As mentioned earlier in the thread somewhere, though she seemed to realize she fancied him she acted as if she was annoyed she did and wanted him to be more mature and grown up and such. I think it fits, if she's comparing Ron to Viktor, Ron in the superficial comes up lacking in some ways during that time period so I can see Hermione being quite annoyed that she feels that way about Ron instead of Viktor, the much more logical-to her-choice.
And she finally does make move, prompted, of course, by Lavender's obvious interest and Ron's seeming receptiveness to it so she is capable of doing so. Though I'm pretty sure if Lavender hadn't come along she'd not have made a move and would have continued treating Ron like she had in OOTP and the first part HBP.
As for Hermione not returning Ron's crush, I felt, from GoF on, that she did, if only because she usually got her knickers in a knot whenever another girl paid attention to him or vice versa.

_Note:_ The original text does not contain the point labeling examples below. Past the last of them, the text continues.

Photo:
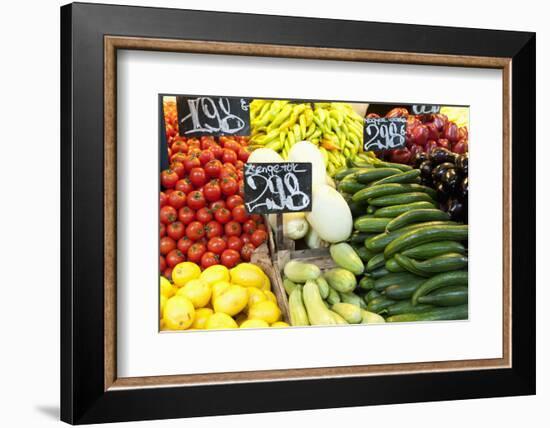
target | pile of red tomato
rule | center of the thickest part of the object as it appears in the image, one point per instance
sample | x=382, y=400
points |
x=425, y=132
x=202, y=214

I agree with you. I was just making the point that Ron didn't have much to go on and the little he had was definitely not a clear ask-the-girl-out message. He didn't necessarily see or understand the times you mentioned where Hermione's jealousy was evident. I think Hermione's response to the perfume Christmas present of OOTP is indicative. She gushes about Harry's present, a book, but merely says something like "The perfume is unusual, Ron" with little apparent enthusiasm. Now I imagine unusual was a polite way of saying terrible, but she dismisses the thought behind the perfume as well, which suggests Ron realizes she is a girl. Taken as a whole, Hermione did nothing that would suggest to Ron he ought to make a move that could potentially damage their friendship.
I figured it had to be jealousy because the alternative, that her opinion of Ron is so low that the idea of him getting any kind of female attention literally drives her to anger, is just too nasty. IMO, she would have to really hate him, platonically or otherwise, to feel that way.
Yeah, that would say absolutely nothing good about Hermione's character. I've even come across some H/Hr shippers that seem to think Hermione's behavior in HBP was driven by frustration at his immaturity.
The idea that after HBP she would turn out to have been pining for Harry or Draco or someone else the entire time would render her character unforgivable and unredeemable to me.
I feel the same. I just unlocked this post from a ship debate thread in which I went through HBP finding all the examples that, taken as a whole, would need a lot of explaining if the series turned out to be H/Hr. If Hermione has been pining away her treatment of Ron is completely horrible and says absolutely nothing good about her character. There is a certain segment of H/Hr shippers that still feel the series will end in H/Hr and that all the R/Hr stuff is a red herring. I don't understand how they would even want Hermione to end up with Harry if she's been that awful to someone she doesn't fancy but supposedly likes as a close friend. Unforgivable and unredeemable are apt words.